Kafka Connect Basics

Kafka Connect is an open source Apache Kafka component that helps to move the data IN or OUT of Kafka easily. It provides a scalable, reliable, and simpler way to move the data between Kafka and other data sources. According to direction of the data moved, the connector is classified as:

  • Source Connector: Reads data from a datasource and writes to Kafka topic.
  • Sink Connector: Reads data from Kafka topic and writes to a datasource.

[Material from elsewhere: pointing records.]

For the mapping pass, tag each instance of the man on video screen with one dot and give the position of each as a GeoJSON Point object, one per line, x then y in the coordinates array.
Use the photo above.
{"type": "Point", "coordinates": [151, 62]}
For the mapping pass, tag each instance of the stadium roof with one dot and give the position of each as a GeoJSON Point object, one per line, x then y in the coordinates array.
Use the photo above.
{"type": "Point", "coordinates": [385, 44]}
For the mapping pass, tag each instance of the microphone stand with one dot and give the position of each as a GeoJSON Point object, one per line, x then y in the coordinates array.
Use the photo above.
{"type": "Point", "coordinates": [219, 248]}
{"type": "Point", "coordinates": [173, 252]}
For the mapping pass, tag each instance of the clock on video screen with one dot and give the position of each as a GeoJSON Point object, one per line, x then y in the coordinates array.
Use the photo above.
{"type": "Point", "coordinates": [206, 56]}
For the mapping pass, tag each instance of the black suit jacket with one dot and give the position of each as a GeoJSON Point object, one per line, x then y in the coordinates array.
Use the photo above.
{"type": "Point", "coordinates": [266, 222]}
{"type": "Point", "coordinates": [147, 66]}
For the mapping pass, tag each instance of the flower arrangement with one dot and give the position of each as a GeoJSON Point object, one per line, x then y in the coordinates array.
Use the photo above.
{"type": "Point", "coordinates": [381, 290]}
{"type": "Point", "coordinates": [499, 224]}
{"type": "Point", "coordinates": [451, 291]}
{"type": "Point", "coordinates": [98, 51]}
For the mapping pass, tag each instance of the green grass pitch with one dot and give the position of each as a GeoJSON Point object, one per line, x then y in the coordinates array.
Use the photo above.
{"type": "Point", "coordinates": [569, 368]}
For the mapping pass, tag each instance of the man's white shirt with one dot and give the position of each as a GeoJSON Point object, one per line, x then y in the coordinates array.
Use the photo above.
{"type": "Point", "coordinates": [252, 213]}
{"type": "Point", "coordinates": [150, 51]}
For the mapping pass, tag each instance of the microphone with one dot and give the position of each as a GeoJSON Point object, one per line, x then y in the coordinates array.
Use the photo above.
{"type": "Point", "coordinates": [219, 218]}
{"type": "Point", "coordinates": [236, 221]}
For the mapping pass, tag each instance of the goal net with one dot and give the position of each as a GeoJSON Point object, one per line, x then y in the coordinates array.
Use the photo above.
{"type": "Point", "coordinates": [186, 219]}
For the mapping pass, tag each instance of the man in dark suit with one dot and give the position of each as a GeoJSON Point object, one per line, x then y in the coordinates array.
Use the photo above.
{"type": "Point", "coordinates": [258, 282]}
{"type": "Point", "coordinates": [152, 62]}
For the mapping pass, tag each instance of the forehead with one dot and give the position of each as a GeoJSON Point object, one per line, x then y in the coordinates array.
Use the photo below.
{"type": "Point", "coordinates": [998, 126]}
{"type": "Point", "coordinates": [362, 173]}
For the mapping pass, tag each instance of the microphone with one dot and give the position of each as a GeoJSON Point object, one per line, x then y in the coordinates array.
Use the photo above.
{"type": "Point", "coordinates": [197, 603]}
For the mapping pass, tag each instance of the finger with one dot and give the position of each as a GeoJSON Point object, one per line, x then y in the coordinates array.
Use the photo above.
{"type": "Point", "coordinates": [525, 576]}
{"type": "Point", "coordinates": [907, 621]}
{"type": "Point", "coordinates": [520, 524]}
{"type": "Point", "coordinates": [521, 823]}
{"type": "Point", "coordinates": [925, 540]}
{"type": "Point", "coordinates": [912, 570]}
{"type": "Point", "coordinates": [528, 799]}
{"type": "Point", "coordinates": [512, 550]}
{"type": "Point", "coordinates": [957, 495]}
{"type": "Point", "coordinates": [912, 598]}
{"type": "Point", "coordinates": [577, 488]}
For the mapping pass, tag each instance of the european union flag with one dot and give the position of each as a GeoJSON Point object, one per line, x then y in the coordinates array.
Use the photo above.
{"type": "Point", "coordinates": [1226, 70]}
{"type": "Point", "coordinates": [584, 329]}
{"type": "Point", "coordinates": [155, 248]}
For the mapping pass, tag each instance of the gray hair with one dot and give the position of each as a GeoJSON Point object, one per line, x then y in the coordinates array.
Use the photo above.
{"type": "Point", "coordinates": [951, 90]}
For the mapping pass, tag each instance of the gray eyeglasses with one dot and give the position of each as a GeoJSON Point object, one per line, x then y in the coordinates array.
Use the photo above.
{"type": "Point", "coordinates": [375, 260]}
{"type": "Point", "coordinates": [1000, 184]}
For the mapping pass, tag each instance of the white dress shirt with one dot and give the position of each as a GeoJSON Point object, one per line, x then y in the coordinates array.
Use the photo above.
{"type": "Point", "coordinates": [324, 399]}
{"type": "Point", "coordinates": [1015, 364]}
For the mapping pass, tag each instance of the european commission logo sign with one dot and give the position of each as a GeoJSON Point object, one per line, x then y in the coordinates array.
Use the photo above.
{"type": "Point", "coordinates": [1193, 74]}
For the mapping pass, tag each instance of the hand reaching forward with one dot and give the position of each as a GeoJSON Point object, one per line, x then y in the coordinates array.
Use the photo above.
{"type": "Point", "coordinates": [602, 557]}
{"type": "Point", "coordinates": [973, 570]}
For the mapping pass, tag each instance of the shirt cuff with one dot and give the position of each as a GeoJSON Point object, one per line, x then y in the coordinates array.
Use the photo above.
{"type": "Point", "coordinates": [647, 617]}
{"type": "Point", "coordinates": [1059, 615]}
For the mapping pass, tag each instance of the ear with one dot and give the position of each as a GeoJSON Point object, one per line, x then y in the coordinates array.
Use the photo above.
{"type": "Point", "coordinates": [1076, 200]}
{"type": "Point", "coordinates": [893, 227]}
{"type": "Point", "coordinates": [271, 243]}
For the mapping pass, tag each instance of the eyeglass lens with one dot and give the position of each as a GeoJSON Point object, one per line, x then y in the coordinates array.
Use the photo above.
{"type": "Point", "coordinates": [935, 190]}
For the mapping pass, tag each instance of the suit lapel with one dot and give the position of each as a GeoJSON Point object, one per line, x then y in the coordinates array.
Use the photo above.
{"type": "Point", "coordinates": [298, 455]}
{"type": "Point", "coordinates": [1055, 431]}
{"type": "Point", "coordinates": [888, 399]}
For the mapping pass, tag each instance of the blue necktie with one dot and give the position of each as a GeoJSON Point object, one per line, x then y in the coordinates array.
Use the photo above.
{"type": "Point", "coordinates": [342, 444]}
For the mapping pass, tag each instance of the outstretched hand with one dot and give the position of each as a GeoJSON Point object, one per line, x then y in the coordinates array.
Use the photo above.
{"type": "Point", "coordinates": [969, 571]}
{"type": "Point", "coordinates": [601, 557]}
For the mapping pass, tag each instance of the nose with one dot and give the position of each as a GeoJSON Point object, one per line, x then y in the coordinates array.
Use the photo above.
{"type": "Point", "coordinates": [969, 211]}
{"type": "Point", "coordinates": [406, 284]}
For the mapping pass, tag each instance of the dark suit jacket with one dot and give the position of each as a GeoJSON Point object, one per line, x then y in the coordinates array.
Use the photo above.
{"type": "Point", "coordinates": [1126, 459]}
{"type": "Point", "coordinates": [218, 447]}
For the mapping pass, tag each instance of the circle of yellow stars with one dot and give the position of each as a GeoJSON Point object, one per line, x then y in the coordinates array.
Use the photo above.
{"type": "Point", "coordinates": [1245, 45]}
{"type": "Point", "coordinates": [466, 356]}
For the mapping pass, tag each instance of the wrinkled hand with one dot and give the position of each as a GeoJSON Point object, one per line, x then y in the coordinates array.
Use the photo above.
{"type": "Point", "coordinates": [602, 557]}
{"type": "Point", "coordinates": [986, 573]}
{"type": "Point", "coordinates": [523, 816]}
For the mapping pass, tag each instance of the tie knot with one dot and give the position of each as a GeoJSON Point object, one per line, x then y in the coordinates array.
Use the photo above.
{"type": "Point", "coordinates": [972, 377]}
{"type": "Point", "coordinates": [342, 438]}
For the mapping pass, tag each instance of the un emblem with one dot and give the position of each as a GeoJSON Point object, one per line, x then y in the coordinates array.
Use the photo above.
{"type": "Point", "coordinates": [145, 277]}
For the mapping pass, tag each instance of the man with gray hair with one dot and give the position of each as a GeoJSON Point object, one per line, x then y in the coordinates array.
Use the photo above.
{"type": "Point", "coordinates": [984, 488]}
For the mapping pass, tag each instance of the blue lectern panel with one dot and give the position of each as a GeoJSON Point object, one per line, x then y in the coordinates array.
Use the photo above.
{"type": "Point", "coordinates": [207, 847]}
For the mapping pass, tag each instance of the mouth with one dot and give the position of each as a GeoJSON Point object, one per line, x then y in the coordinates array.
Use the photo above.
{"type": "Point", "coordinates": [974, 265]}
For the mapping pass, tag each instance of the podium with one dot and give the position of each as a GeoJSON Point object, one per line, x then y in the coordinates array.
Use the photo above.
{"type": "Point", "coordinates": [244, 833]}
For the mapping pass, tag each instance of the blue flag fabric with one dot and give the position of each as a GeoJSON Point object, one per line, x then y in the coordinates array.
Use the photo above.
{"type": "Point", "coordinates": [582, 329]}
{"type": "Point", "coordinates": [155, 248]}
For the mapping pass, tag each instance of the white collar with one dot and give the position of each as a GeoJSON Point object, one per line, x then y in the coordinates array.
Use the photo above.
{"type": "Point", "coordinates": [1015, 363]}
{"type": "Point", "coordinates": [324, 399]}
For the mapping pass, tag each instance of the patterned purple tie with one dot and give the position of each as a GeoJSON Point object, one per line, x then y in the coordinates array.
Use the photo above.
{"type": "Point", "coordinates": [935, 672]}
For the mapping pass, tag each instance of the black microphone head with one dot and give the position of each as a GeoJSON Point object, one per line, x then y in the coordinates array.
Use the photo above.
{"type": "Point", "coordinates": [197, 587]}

Kafka Connect uses connector plugins that are community developed libraries to provide most common data movement cases. Mostly developers need to implement migration between same data sources, such as PostgreSQL, MySQL, Cassandra, MongoDB, Redis, JDBC, FTP, MQTT, Couchbase, REST API, S3, ElasticSearch. Kafka plugins provides the standardised implementation for moving the data from those datastores. Find all available Kafka Connectors on Confluent Hub.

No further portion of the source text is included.